U.S moves to restore all U.N sanctions on Iran using snapback mechanism
The United States submitted a letter to the U.N Security Council accusing Tehran of non-compliance with the nuclear deal, starting a 30-day clock that could lead to the "snapback" of U.N sanctions even though remaining parties to the nuclear deal oppose this.
The U.S move, taken partly because of the impending October expiration of a U.N arms embargo on Tehran, drew condemnation from Iran, which said Washington had no right to trigger the re-imposition because it had abandoned the nuclear agreement and asked Council members to oppose the U.S action.

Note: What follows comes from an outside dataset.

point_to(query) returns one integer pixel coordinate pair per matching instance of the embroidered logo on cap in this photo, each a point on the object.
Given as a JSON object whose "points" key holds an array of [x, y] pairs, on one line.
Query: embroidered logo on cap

A snapback of U.N sanctions would reimpose the conventional arms embargo, ban Iran from developing ballistic missiles capable of delivering nuclear weapons and bring back targeted sanctions on dozens of individuals and entities.
It would also require Iran to halt all nuclear enrichment-related and reprocessing activities, including research and development, and ban imports that could contribute to those activities or the development of nuclear arms delivery systems.
Three senior Iranian officials told Reuters this week Iran’s leadership is determined to remain committed to the nuclear deal, hoping that a victory by Trump rival Democrat Joe Biden in the November U.S presidential election will salvage the pact.
In his letter to the U.N Security Council, Pompeo said Iran had breached many of the deal's central limits.